The CIA this month conducted a simulation of how the Iraq war affects the global jihadist movement, and one conclusion was that a U.S. loss would embolden al Qaeda to expand its ranks of terrorists as well as pick new strategic targets, according to sources familiar with the two-day exercise.
CIA spokesman Mark Mansfield confirmed to The Washington Times yesterday that the simulation took place in Northern Virginia. He declined to discuss its findings, saying that a final report is not finished and that the report will not be the intelligence community’s official view. It will, however, be circulated within the community and possibly to U.S. policy-makers.
The exercise involved 75 CIA analysts and outside specialists. It was conducted by the CIA’s Office of Terrorism Analysis, within the agency’s Counterterrorism Center.
A source familiar with the simulation said it was a “red team” exercise in which participants played the role of global jihadists and war-gamed how the U.S. involvement in Iraq will influence their terror movement.
Although it takes no policy positions, the simulation’s key finding appears to bolster Mr. Bush’s contention that a U.S. loss in Iraq will have far-reaching ramifications.
At a press conference yesterday, Mr. Bush said, “A lot of Americans understand the consequences of retreat. Retreat would embolden radicals. It would hurt the credibility of the United States. Retreat from Iraq would dash the hopes of millions who want to be free. Retreat from Iraq would enable the extremists and radicals to more likely be able to have safe haven from which to plot and plan further attacks.”
Al Qaeda has made stopping democracy in Iraq a top priority, according to U.S. military officials. It has recruited hundreds of suicide bombers to come to Iraq and inflict mass casualties to spur a Sunni-Shi’ite Muslim civil war. The group wants to wear down U.S. troops to the point where they will retreat. Al Qaeda’s ultimate goal is to turn Iraq and other Middle East countries into hard-line Islamic states, U.S. military officials say.
One key finding from the “red team” exercise is that al Qaeda will follow past practices. Jihadists perceived the victory over the Soviet Union in Afghanistan in 1988 as a seminal event that spawned the creation of al Qaeda under the direction of Osama bin Laden. Al Qaeda leaders thought that if jihadists could defeat a global power in one theater, it could bring down governments in other nations.
Six years later, when U.S. troops left Somalia after taking casualties at the hands of al Qaeda-trained Muslim fighters, it reaffirmed its feeling of invincibility and its belief that Western powers have a low threshold for casualties.

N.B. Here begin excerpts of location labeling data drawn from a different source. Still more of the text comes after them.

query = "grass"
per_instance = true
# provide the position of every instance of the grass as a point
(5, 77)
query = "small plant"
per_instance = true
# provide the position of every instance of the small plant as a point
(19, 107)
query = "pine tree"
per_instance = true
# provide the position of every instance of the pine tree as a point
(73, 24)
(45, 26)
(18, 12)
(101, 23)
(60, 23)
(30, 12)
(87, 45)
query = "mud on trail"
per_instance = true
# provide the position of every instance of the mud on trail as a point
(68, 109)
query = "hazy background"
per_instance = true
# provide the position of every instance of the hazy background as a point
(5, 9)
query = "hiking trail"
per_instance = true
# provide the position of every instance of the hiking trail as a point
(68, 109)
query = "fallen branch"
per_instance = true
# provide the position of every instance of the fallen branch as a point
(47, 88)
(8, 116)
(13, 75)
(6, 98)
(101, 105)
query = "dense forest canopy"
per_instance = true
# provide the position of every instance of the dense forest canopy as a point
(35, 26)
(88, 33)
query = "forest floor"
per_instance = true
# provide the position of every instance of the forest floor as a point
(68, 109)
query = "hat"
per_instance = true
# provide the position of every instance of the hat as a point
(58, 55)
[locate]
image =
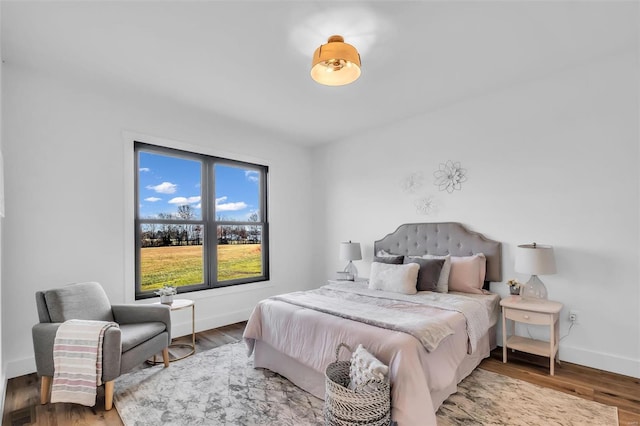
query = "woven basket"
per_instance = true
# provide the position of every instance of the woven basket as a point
(345, 407)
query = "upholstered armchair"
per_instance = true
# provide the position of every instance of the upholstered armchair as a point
(144, 330)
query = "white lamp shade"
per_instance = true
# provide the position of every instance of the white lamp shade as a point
(350, 251)
(535, 259)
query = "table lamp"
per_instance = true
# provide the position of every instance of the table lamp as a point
(350, 251)
(535, 259)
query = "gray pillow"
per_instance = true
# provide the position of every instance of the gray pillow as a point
(393, 260)
(86, 301)
(428, 274)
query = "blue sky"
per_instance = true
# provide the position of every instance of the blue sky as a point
(166, 182)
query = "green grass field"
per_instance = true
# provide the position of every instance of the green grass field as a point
(183, 265)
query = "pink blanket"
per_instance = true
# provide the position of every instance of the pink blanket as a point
(77, 360)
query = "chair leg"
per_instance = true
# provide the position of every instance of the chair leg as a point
(108, 395)
(165, 357)
(45, 387)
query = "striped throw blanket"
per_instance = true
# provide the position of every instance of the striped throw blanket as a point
(77, 361)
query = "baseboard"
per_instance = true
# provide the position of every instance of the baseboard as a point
(601, 360)
(182, 326)
(20, 367)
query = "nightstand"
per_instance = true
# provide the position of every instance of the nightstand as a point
(536, 312)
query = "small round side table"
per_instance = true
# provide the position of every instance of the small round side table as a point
(177, 305)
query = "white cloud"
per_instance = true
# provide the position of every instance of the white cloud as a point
(183, 200)
(227, 207)
(252, 175)
(164, 188)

After Somalia, al Qaeda — and like-minded jihadists — began attacking U.S. targets in the Persian Gulf region and ultimately struck America on September 11, 2001.
The CIA-sponsored simulation predicts that al Qaeda will view a U.S. defeat in Iraq as another jihadist victory over a superpower and one that will bring it even more terrorist recruits.

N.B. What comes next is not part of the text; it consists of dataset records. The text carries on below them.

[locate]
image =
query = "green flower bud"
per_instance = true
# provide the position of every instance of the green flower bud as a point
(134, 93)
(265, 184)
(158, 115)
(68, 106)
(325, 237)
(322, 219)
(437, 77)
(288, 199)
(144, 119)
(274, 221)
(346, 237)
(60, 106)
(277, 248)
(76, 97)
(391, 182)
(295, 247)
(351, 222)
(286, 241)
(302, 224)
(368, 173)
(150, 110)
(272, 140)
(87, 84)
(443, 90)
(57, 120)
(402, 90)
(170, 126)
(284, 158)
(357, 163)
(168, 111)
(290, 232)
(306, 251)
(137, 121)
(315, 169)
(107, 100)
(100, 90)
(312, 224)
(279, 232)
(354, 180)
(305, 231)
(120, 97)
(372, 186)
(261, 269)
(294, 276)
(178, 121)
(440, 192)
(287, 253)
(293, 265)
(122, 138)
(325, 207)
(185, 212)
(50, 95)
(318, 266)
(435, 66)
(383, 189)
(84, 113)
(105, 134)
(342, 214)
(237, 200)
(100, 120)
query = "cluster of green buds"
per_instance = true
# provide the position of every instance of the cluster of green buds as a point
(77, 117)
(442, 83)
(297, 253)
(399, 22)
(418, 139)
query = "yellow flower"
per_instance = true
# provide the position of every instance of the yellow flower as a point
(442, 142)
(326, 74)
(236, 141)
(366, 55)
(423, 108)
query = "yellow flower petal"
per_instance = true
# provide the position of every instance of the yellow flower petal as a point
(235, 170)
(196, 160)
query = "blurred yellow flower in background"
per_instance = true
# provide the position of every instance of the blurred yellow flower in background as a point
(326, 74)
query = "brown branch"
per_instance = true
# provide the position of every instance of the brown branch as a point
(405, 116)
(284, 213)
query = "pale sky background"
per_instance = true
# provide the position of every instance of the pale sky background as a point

“When we did the simulation, the ramifications were enormous,” said the source, who asked not to be named. The source said al Qaeda will proclaim, “God has given us a second victory over a superpower.
“Imagine what defeat in Iraq would do,” said the source. “Al Qaeda picks new targets after it thinks it’s won.”

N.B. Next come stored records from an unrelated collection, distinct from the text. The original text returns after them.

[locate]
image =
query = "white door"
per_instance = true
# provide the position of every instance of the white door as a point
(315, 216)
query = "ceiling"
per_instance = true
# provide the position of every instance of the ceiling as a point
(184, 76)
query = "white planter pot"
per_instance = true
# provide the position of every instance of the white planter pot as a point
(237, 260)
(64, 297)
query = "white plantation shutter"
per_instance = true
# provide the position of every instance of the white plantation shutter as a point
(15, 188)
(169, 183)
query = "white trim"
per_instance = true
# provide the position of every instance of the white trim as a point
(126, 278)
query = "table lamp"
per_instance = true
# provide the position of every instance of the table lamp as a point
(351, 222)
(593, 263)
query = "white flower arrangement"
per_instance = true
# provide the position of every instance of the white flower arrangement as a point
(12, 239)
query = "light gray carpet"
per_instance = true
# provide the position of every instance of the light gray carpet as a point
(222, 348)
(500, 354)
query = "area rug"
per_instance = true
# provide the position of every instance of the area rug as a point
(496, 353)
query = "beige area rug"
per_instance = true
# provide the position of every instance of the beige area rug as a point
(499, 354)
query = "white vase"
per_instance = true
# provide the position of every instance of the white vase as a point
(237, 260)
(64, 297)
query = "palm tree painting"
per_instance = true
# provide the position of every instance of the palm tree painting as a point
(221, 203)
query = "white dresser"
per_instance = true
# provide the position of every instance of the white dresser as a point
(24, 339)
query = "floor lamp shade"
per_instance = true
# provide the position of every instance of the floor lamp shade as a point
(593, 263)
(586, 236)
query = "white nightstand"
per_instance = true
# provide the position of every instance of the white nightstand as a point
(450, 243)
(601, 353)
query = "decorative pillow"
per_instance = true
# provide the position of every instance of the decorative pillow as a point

This person expressed unhappiness that the Iraq Study Group, a bipartisan panel led by former Secretary of State James A. Baker III and former Rep. Lee H. Hamilton, devoted less than a page to what a loss in Iraq would mean for global terrorism.
The source said he hopes the CIA report is circulated within the administration to drive home the point that the stakes are high in Iraq. Mr. Bush is set to announce early next year new strategies and tactics for winning in Iraq. He previously has dismissed proposals from Democrats to pull out all 135,000 U.S. troops now or withdraw them on a set timetable regardless of events on the ground.
Mr. Mansfield said the Counterterrorism Center this year has sponsored 20 internal simulations, seminars and conferences using outside experts to examine issues related to the war on terror.